Poursuivant dans son plaidoyer, il a souligné qu’elles sont nombreuses ces personnalités politiques valeureuses qui ont tout donné à la Nation et qui, en retour, ont reçu fort peu. «Les jeunes générations doivent savoir la portée de ces décisions. Je suis particulièrement admiratif de ces pionniers et je le demeure. Aucun d’entre eux n’a laissé de richesse à sa famille. Il faut voir les maisons qu’ils habitaient ! Mais ils sont tous oubliés dans notre panthéon politique», se désole le Pr Abdoulaye Bathily. Auparavant, le Pr Boubacar Barry, modérateur du panel, a plaidé pour que le Musée historique de Gorée dont il fut le fondateur et le conservateur, porte le nom du Pr Abdoulaye Ly.
Né le 25 février 1919 à Saint-Louis, le Professeur Abdoulaye Ly devient en 1955, le premier sénégalais titulaire d’une Thèse d’Etat en histoire. Avec ses travaux sur «L’Evolution du commerce français d’Afrique noire dans le dernier quart du XVIIème siècle : la Compagnie du Sénégal de 1673 à 1696», il trace le chemin à d’éminents chercheurs comme Samir Amin, Boubacar Barry, Abdoulaye Bathily, entre autres. Ces travaux sur la Compagnie du Sénégal ont, estime le Pr Bathily, permis de mettre en évidence des questions majeures de l’histoire moderne, du monde et de la transformation du monde à partir du 16ème siècle. En effet, ses travaux montrent «que l’expansion coloniale est basée sur une exploitation économique des ressources des pays colonisés à travers un commerce inégal de métaux, de sucre, de coton et de gomme arabique». L’historien rappelle qu’au 17ème siècle, l’industrie textile était florissante le long du Fleuve Sénégal et du Golfe de Guinée. «Mais le commerce colonial s’est employé à détruire cela et y substituer son propre commerce.» Evoquant la portée de la thèse du Pr Ly, le Pr Bathily souligne que l’œuvre a défriché les grands thèmes de l’histoire moderne.

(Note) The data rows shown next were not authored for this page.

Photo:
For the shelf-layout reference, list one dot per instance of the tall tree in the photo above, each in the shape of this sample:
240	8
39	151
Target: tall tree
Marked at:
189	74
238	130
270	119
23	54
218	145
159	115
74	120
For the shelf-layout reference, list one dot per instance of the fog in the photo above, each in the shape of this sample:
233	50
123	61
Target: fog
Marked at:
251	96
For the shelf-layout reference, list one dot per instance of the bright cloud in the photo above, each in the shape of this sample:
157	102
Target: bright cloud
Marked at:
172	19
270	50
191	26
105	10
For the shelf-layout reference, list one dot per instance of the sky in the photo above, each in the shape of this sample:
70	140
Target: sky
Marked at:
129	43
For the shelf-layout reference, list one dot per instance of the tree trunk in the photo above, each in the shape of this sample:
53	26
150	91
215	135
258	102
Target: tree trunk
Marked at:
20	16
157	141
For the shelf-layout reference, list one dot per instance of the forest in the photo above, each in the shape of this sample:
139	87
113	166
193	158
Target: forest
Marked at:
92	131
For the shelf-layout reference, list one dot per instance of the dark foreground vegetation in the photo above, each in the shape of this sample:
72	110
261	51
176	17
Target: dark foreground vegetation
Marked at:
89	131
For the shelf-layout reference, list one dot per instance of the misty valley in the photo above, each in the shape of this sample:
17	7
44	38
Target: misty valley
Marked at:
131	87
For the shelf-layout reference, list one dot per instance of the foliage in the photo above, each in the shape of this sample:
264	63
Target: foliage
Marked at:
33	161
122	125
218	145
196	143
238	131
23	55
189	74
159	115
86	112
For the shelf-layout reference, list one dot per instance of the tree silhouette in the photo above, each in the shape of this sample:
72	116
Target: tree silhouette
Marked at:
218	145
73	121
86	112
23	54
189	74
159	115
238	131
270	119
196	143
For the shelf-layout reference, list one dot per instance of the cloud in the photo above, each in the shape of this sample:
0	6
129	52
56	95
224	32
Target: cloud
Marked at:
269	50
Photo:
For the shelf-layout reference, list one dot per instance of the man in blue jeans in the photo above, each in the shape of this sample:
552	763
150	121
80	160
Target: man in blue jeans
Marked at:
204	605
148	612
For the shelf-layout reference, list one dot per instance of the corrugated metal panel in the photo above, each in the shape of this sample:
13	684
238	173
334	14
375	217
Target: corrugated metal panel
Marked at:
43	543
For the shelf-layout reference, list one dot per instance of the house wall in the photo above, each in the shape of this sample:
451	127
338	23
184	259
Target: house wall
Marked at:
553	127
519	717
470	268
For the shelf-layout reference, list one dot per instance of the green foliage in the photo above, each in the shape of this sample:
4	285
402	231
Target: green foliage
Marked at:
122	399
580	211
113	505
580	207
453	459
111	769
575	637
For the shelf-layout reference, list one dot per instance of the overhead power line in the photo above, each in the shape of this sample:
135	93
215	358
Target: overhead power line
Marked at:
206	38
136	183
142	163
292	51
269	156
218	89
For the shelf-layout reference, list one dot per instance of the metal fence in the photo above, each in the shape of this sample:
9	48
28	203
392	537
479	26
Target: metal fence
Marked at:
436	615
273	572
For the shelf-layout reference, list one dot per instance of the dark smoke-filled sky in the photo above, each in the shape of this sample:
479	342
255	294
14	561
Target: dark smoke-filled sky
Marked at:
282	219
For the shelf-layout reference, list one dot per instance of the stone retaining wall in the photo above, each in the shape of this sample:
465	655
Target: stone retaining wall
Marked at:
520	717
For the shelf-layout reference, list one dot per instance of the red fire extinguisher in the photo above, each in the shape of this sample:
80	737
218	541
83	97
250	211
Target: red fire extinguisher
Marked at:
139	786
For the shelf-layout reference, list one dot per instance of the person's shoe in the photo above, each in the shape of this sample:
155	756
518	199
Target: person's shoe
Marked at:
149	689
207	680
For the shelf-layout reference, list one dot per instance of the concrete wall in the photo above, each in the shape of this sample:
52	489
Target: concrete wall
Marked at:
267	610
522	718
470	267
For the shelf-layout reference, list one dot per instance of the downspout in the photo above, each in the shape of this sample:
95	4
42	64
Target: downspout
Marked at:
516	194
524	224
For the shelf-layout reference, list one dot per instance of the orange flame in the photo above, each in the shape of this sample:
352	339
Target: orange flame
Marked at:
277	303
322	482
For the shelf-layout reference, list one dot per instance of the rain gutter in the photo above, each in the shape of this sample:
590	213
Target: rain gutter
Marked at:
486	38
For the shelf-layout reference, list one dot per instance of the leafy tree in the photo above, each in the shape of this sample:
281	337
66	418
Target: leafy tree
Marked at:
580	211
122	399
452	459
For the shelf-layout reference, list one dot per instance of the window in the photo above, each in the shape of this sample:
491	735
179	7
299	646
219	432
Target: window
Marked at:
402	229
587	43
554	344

Homme politique de premier plan
Homme politique, le Pr Abdoulaye Ly battit sa carrière politique sur le panafricanisme et l’anti-impérialisme d’abord au sein du Groupement africain de recherches économiques et politiques (Garep), une structure de la Fédération es étudiants d’Afrique noire en France (Feanf). Au Sénégal, il milite successivement au Bloc démocratique sénégalais (Bds) en 1955 puis au Parti pour le regroupement africain (Pra) qu’il fonde avec ses camarades en 1958 et plus tard, il milite au sein de l’Union progressiste sénégalaise (Ups). Entre mai 1957 et juin 1958, Abdoulaye Ly fut ministre de la Production dans le gouvernement issu de la Loi-cadre et présidé par Pierre Lamy pour la France et Mamadou Dia. Il démissionnera pour reprendre ses activités de chercheur et d’homme politique avant de reprendre service comme ministre de la Santé publique et des affaires sociales de 1966 à 1970. Sa bibliothèque et son fonds documentaire, composés de 1500 ouvrages et périodiques scientifiques, de 27 mètres linéaires d’archives personnelles comprenant 270 dossiers et d’une version numérique des archives ont été remis à l’Ifan par sa famille.